よく晴れたある日、赤松運送のトレーラーが走行中に脱輪事故を起こす。ブレーキをかけた瞬間にバランスを崩したトレーラーのタイヤは空を飛び、歩行者を直撃、死傷者を出してしまう。整備不良を疑われた運送会社社長の赤松(長瀬智也)はトレーラーの製造元であるホープ自動車に再調査の依頼をするが、取り合ってもらえない。人殺しの汚名を背負った会社で働く自社社員とその家族のため、赤松は大企業の闇に立ち向かう。

 

「こっちは従業員とその家族の生活がかかってるんだ。俺が闘わなくて誰が闘う。」

 

池井戸潤の社会派小説を原作に持つ本作、大企業がひた隠しにする「闇」に中小企業の社長が立ち向かう物語。強大な悪に弱くも正しき者が立ち向かう爽快感たっぷりの一作、と言いたいところだが、実際は追い詰められ葛藤する会社の社員や、事故に巻き込まれた遺族の様子など、終始重々しい題材を扱う作品となっている。そんなシリアスな内容でも、社長というより、もはやアニキ感の方が強い長瀬さんの半端じゃない漢気(おとこぎ)には、「もうどこまででも付いて行きます!」と思わず叫びたくなってしまうような勇気をもらえる。一方、そんな若い社長を年の功で支え、「現実を見なさい」的に冷静に寄り添う赤松運送の宮代専務を演じた笹野高史さんの演技もこの作品には欠かせない。社長と専務の絶妙なコンビネーションが心地良い空気感を醸し出している。

 

「俺はやると言ったらやる。徹底的にな。最後まで闘う。」

 

本作の最重要キーワード「リコール」。広辞苑によると、“自動車などで、製品に欠陥がある場合、生産者が公表して、製品を回収し無料で修理すること”とある。欠陥のある製品を、そうと知らずに使い続けてしまう恐怖。

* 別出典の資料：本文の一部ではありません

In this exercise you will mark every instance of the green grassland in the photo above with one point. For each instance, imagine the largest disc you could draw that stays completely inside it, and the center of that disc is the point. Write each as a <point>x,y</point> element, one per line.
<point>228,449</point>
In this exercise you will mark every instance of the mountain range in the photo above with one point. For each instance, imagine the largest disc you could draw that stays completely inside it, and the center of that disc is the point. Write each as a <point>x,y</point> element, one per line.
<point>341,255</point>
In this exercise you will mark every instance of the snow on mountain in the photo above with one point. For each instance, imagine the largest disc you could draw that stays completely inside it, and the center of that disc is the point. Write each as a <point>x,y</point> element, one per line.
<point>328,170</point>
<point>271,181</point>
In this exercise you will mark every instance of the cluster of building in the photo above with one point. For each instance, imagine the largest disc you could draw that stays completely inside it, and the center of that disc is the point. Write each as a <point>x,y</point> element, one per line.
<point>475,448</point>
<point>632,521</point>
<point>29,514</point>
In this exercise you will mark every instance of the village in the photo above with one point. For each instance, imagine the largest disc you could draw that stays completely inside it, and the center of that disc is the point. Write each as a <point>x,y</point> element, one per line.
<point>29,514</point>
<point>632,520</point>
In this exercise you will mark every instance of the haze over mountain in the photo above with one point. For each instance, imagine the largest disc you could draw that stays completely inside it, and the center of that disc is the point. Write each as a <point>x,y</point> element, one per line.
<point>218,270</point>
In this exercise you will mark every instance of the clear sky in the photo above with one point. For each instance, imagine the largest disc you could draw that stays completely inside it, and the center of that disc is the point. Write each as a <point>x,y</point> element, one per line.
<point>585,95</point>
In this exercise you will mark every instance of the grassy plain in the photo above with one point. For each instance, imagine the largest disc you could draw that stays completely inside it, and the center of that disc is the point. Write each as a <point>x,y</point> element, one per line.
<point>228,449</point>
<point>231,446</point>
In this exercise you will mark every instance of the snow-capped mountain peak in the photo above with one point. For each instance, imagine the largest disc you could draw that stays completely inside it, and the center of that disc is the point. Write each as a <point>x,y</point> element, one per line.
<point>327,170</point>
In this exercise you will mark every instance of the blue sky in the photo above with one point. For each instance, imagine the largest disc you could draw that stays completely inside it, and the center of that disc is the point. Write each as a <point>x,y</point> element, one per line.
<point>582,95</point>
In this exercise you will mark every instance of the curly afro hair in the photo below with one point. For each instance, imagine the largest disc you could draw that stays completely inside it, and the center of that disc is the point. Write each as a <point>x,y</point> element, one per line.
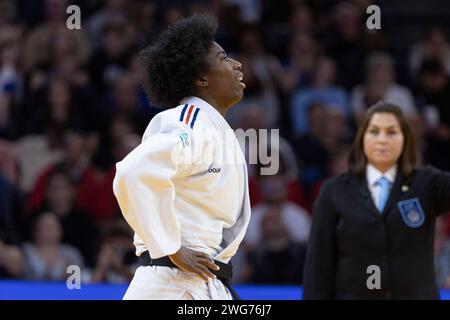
<point>177,58</point>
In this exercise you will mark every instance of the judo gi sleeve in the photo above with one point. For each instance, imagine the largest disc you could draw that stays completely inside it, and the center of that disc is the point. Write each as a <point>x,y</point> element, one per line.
<point>145,191</point>
<point>320,265</point>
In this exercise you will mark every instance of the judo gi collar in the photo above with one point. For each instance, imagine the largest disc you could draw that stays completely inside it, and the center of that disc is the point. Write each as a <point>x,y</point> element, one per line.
<point>213,114</point>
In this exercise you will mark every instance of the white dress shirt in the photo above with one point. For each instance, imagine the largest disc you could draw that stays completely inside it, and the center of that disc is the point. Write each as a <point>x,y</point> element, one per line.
<point>373,175</point>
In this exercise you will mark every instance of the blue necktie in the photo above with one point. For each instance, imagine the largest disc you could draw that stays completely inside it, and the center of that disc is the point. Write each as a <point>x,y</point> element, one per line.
<point>385,188</point>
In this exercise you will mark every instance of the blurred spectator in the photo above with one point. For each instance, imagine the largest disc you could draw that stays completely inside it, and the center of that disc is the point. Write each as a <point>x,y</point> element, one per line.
<point>321,91</point>
<point>110,60</point>
<point>74,161</point>
<point>435,45</point>
<point>274,194</point>
<point>46,257</point>
<point>434,97</point>
<point>250,11</point>
<point>126,101</point>
<point>11,260</point>
<point>116,261</point>
<point>287,170</point>
<point>303,54</point>
<point>79,230</point>
<point>327,135</point>
<point>277,258</point>
<point>380,85</point>
<point>345,43</point>
<point>52,38</point>
<point>252,120</point>
<point>11,84</point>
<point>113,11</point>
<point>33,154</point>
<point>263,73</point>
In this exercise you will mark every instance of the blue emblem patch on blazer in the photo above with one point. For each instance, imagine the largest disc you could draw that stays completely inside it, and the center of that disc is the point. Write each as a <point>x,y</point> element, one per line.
<point>412,213</point>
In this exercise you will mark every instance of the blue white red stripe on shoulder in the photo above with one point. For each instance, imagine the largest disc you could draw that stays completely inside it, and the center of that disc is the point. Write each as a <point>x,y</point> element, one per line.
<point>189,115</point>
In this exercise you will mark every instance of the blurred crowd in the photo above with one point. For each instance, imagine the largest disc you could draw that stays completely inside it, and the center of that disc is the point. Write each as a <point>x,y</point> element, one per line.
<point>72,105</point>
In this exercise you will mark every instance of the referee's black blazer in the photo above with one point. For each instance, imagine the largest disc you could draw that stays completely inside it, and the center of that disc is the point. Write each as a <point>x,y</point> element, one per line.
<point>349,234</point>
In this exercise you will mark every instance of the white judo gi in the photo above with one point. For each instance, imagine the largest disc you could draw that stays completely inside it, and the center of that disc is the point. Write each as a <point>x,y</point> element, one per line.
<point>185,184</point>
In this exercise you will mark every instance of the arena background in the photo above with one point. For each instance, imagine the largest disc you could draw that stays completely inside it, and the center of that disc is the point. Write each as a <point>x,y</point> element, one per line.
<point>72,105</point>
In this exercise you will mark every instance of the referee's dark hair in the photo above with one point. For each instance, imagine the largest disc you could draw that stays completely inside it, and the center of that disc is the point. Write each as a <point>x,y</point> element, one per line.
<point>357,160</point>
<point>177,58</point>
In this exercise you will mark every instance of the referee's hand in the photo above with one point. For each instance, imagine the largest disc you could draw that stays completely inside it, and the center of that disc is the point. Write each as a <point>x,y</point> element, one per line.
<point>195,262</point>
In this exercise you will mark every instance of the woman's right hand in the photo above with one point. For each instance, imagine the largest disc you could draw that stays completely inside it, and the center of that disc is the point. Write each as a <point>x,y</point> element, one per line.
<point>195,262</point>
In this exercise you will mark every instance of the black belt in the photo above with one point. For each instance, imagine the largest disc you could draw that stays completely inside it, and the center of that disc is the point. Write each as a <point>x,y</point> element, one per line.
<point>224,274</point>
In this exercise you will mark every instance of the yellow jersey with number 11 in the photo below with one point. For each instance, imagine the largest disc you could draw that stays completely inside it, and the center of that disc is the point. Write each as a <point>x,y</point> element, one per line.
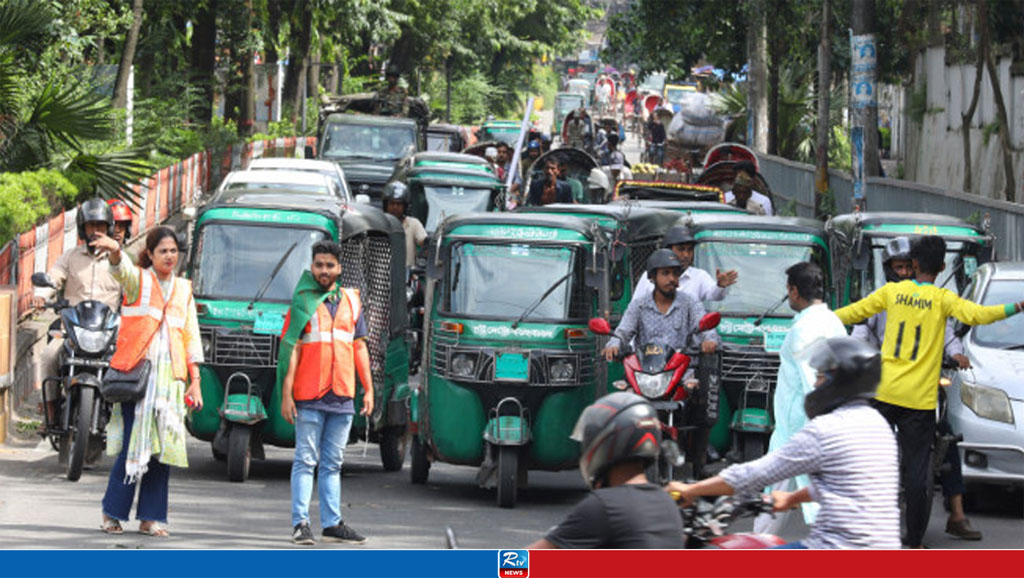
<point>915,328</point>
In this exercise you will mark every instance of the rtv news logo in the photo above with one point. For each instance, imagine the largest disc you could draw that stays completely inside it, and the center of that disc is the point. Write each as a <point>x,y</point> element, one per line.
<point>513,564</point>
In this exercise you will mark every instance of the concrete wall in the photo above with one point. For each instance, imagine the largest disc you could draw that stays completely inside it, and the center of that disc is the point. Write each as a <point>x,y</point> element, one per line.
<point>935,150</point>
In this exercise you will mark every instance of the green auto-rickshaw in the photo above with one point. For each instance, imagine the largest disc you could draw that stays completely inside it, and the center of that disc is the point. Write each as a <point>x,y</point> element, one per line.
<point>249,249</point>
<point>509,362</point>
<point>857,240</point>
<point>756,316</point>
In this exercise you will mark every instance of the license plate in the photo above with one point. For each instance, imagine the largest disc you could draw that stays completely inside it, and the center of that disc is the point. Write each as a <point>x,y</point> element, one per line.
<point>512,366</point>
<point>269,324</point>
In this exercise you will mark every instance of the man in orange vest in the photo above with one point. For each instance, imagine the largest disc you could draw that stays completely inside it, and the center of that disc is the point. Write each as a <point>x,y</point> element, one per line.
<point>323,347</point>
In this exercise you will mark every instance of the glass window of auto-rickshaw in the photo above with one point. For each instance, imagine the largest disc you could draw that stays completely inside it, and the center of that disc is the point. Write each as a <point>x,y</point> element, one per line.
<point>946,279</point>
<point>499,280</point>
<point>761,266</point>
<point>233,260</point>
<point>373,141</point>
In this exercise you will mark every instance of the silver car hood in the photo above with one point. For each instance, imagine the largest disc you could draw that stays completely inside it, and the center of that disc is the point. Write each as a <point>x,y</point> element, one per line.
<point>996,368</point>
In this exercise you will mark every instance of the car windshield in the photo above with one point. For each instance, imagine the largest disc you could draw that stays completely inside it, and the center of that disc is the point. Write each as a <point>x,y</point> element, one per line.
<point>232,261</point>
<point>446,201</point>
<point>487,280</point>
<point>1009,332</point>
<point>762,274</point>
<point>343,140</point>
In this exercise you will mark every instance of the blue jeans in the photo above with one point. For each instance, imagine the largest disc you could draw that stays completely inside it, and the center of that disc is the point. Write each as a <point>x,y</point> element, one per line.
<point>153,488</point>
<point>320,440</point>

消費者には被害者になる可能性だけでなく、加害者になってしまう可能性もあるという事実に戦慄する。リコールはあってはならないことであり、ましてやそれが隠されるようなことがあるなど、考えたくもない。ただ、実際に隠されてしまった事件も過去には起きてしまっており、リコール隠しは我々にとっても他人事では済まされない大きな社会問題である。

 

なぜ悪事は隠されてしまうのか。様々な要因があるのだろうが、一つに、社会が過ちに寛容でなくなってしまっているからという一因もあるように思う。何事においても、人や組織の本性は失敗してからの姿勢に表れると思う。隠すのか、向き合うのか。企業の誠実さは人の命にもかかわる重要なことだからこそ、憎むべきは隠されてしまうことであって、リコールそれ自体ではない。リコールは企業の誠意と捉えることもできるのではないか。何事も、失敗を許さないことよりも、失敗を隠させないことの方が大事ではないか。失敗は隠されてはじめて悪事になる、失敗それ自体は悪事ではないのだ。

 

「それでも信じてんだ。こんな状況の中で、精一杯やった想いが誰かに届いて、奇跡が起きることを信じてんだ。」

 

本作のエンドロールで流れる主題歌「闘う戦士(もの)たちへ愛を込めて」は、人間社会で闘うすべての人たちに捧げられたサザンオールスターズからの応援歌だ。明るい曲調ながらも、どこか哀愁がしみ込んでいるメロディーと、以下の歌詞の一節が頭から離れない。

 

しんどいね 生存競争(いきていくの)は
酔いどれ 涙で夜が明ける
(曲:「♪闘う戦士(もの)たちへ愛を込めて」 唄:サザンオールスターズ

 

正直に生きるのはしんどい。頑張りすぎるのも良くない。でも、まだ踏ん張れるなら、歯を食いしばれるなら、「俺が/私が闘わなくてどうする!!」の意気を大切に、明日も頑張りたいと思う。そうやって貫いた誠実さが、誰かに届いたり、誰かを救ったりするって信じてんだ。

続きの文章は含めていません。